Correlation Between IHS Holding and Rogers Communications
Can any of the company-specific risk be diversified away by investing in both IHS Holding and Rogers Communications at the same time? Although using a correlation coefficient on its own may not help to predict future stock returns, this module helps to understand the diversifiable risk of combining IHS Holding and Rogers Communications into the same portfolio, which is an essential part of the fundamental portfolio management process.
By analyzing existing cross correlation between IHS Holding and Rogers Communications, you can compare the effects of market volatilities on IHS Holding and Rogers Communications and check how they will diversify away market risk if combined in the same portfolio for a given time horizon. You can also utilize pair trading strategies of matching a long position in IHS Holding with a short position of Rogers Communications. Check out your portfolio center. Please also check ongoing floating volatility patterns of IHS Holding and Rogers Communications.
Diversification Opportunities for IHS Holding and Rogers Communications
-0.55 | Correlation Coefficient |
Excellent diversification
The 3 months correlation between IHS and Rogers is -0.55. Overlapping area represents the amount of risk that can be diversified away by holding IHS Holding and Rogers Communications in the same portfolio, assuming nothing else is changed. The correlation between historical prices or returns on Rogers Communications and IHS Holding is a relative statistical measure of the degree to which these equity instruments tend to move together. The correlation coefficient measures the extent to which returns on IHS Holding are associated (or correlated) with Rogers Communications. Values of the correlation coefficient range from -1 to +1, where. The correlation of zero (0) is possible when the price movement of Rogers Communications has no effect on the direction of IHS Holding i.e., IHS Holding and Rogers Communications go up and down completely randomly.
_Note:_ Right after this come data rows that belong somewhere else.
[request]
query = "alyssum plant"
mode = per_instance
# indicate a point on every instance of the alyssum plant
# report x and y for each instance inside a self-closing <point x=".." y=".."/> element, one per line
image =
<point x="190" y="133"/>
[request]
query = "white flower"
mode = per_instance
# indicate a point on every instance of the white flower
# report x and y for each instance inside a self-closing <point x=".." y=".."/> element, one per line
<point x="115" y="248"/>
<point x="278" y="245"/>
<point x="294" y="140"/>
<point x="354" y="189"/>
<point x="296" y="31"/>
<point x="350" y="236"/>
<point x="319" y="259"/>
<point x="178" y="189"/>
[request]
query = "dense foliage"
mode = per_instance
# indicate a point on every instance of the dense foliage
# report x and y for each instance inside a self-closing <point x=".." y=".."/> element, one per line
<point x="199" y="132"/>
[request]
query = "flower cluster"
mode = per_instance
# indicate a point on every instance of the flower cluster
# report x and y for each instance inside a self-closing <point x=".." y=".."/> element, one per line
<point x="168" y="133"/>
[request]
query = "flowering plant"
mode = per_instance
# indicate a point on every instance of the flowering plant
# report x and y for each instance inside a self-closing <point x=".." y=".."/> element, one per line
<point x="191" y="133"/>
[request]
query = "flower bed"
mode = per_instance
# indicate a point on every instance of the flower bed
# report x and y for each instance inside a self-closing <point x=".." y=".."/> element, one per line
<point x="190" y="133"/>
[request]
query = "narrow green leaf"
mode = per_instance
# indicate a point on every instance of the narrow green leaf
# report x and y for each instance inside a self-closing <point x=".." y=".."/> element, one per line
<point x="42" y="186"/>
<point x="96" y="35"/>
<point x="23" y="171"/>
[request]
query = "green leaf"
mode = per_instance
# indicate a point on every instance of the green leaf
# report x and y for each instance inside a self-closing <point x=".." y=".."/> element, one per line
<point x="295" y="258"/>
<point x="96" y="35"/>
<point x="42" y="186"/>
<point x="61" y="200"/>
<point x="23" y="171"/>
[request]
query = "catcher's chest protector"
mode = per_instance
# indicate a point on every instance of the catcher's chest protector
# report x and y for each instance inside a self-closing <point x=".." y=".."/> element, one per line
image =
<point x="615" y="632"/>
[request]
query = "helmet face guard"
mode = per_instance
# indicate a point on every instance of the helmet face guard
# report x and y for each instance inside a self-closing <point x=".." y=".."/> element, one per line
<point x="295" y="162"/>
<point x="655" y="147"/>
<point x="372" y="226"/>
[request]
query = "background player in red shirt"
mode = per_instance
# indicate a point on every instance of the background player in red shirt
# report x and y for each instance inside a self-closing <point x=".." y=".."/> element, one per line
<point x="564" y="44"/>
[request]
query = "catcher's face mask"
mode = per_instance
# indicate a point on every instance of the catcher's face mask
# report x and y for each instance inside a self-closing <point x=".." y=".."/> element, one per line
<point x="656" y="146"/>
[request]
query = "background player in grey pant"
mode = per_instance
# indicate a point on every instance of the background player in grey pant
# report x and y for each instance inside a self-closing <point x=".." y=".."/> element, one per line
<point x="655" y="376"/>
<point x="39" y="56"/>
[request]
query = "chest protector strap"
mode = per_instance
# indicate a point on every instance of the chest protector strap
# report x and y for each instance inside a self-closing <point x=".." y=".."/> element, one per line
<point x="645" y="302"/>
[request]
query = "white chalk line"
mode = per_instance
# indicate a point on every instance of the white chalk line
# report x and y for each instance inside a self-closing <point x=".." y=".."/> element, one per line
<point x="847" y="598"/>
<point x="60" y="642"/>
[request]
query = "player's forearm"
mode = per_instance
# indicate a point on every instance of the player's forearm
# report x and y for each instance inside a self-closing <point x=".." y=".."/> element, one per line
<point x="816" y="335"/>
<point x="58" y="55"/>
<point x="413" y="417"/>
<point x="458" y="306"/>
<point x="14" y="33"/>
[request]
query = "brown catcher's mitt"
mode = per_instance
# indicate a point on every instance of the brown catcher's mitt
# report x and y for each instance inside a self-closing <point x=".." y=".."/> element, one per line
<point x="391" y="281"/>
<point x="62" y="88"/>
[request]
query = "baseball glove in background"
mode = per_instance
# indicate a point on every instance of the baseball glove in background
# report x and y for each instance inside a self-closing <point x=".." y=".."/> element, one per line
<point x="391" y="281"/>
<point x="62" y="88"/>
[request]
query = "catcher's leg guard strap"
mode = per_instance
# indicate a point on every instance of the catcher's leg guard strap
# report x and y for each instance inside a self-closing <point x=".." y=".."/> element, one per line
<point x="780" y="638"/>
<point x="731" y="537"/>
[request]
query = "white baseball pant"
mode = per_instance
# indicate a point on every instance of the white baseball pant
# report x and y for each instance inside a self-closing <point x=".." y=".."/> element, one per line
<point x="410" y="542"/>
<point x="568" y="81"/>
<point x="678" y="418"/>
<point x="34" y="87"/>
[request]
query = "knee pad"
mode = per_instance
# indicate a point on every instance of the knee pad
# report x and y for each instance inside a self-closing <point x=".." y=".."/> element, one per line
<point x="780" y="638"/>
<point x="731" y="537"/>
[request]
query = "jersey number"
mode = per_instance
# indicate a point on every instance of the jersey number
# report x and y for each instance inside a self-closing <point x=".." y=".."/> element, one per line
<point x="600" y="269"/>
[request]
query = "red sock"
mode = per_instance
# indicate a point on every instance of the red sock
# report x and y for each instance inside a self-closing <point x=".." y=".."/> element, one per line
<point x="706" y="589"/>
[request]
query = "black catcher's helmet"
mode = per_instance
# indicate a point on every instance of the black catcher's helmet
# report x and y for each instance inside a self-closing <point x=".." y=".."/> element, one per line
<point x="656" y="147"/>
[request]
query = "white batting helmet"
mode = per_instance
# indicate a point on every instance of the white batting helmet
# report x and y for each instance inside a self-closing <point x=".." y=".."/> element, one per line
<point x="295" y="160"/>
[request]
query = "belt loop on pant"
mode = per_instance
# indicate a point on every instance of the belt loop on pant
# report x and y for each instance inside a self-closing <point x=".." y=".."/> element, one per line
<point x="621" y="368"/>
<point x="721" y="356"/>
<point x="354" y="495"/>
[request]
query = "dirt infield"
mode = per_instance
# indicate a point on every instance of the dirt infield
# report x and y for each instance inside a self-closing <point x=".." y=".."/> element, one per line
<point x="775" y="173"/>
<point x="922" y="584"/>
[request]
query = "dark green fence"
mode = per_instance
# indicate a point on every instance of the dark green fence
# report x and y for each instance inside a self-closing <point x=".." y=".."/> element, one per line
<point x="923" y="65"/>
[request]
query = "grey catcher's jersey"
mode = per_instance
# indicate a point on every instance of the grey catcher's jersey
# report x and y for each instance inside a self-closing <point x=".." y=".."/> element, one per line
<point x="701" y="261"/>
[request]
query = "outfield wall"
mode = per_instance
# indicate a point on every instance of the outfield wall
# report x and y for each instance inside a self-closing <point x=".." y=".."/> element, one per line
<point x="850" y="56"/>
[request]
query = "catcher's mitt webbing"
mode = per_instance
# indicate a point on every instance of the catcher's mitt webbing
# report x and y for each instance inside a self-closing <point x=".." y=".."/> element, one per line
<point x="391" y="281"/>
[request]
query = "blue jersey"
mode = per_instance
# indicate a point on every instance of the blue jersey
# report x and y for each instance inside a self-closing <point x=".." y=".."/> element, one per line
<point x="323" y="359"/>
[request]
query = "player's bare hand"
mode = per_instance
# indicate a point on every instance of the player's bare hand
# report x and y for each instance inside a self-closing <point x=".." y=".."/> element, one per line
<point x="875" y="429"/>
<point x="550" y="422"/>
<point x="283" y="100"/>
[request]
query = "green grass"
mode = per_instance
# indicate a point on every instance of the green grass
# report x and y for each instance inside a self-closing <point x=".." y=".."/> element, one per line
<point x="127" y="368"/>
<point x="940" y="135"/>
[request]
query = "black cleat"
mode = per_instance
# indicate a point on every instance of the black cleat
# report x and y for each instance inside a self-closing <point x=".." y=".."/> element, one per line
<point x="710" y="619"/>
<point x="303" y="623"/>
Pair Corralation between IHS Holding and Rogers Communications
Considering the 90-day investment horizon IHS Holding is expected to generate 2.44 times more return on investment than Rogers Communications. However, IHS Holding is 2.44 times more volatile than Rogers Communications. It trades about 0.24 of its potential returns per unit of risk. Rogers Communications is currently generating about -0.21 per unit of risk. If you would invest 292.00 in IHS Holding on November 1, 2024 and sell it today you would earn a total of 52.00 from holding IHS Holding or generate 17.81% return on investment over 90 days.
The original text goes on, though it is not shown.